André Romão e Raquel Leite, por exemplo, que foram convidados para ajudar na produção e acabaram em cena. “Deram um show de atuação no papel de Igor e Jussara, consecutivamente. Tami Yve, aceitou o convite para atuar, assim como a Patrícia Reis que nos apoiou em outros momentos da pré-produção”, comemora o diretor.  

O ator o carioca Kadu Santoro, que San conheceu em Bragança, também atuou e ainda se disponibilizou em fazer a preparação de elenco. Os câmera são de Bragança, Will Alves e Rodrigo Lima, considerados dois talentos na fotografia. Também colaborou Luciana Lemos, artista plástica e produtora cultural entrou na equipe de planejamento de filmagens e pré-produção. Felipe Negídio fez a montagem e Cecilia Nascimento, esposa de San, com quem ele escreveu o projeto,  assina a produção executiva do filme. A trilha sonora traz músicas de Almirzinho Gabriel e Alex Ribeiro. "O edital ajudou bastante e foi fundamental, porém o projeto só se concretizou com essas parcerias", afirma.

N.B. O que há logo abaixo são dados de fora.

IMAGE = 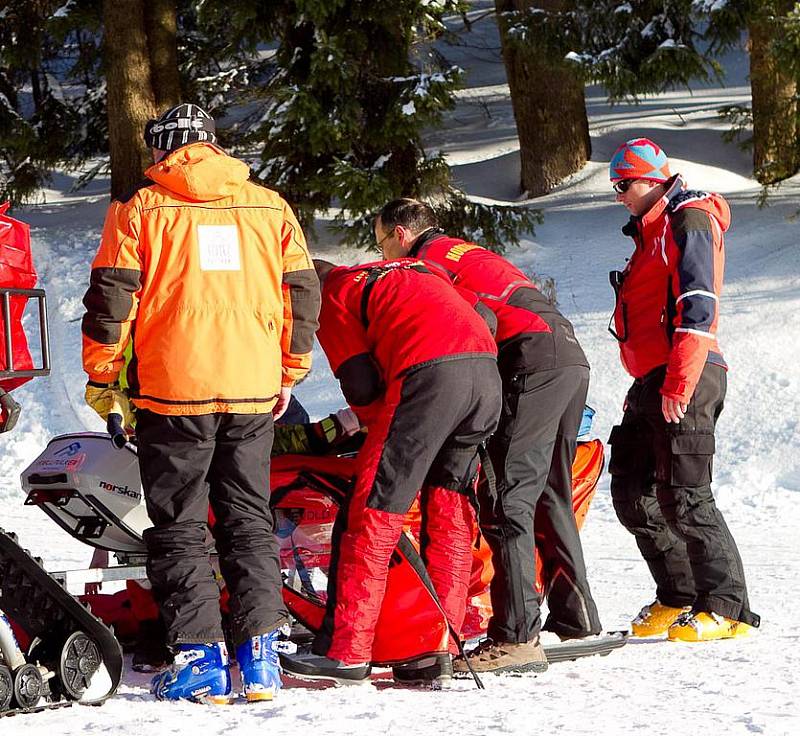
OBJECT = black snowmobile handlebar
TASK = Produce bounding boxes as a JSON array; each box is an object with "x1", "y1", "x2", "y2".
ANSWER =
[{"x1": 106, "y1": 414, "x2": 128, "y2": 449}]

Trajetória traz formação em oficinas de interiorização

San Marcelo considera “Assustado”, o filme de ficção mais relevante de sua carreira e diz que isso é resultado de um processo de busca por aprimoramentos, que inicia em 2005. 

Naquele ano, ele teve oportunidade de fazer as oficinas do projeto Caravana da Imagem, da Central de Produção Cinema e Vídeo na Amazônia, projeto então contemplado pelo edital da Petrobras Cultural, e levado a Bragança como reflexo de uma política cultural emergente e inclusiva da época, que rendeu muitos frutos até o desmonte que inicia no país com o golpe de 2016. 

“Todo esse meu processo levou uns 15 anos para chegar a 2020 e produzir meu primeiro curta, em uma cidade do interior, com recursos reduzidos, mas muita força de vontade, de amigos e parceiros, eu só tenho a dizer gratidão a tudo e a todos”, diz San.

"Em 2013 também fiz um curso com o diretor de fotografia Renato Chalu. Dessa oficina fiz o mini documentário ‘Tons Bicentenário’, que tem esse nome propositalmente e mostra a festa da Marujada de São Benedito de Bragança, em preto e Branco, mas nunca tinha tido esta oportunidade de fazer um filme ficção valendo. Já havia tentado, uma ou duas vezes, mas nada saiu como imaginava. Até que veio este prêmio e me possibilitou mostrar que consigo realizar”, finaliza.

Embora seja um novo realizador, San já é um veterano do audiovisual bragantino. Além de diretor, montador, roteirista e diretor de fotogtafia, ele também é o produtor do Festival Curta Bragança, da Sapucaia Filmes, sua produtora. O evento este ano chega a sua terceira edição, que será realizada em novembro e não mais em dezembro. Até 2015, ele também participava da organização do FICA – Festival Internacional de Cinema do Caeté. O diretor diz que tem novos projetos, pois para ele, uma coisa é certa, "quero continuar a fazer cinema".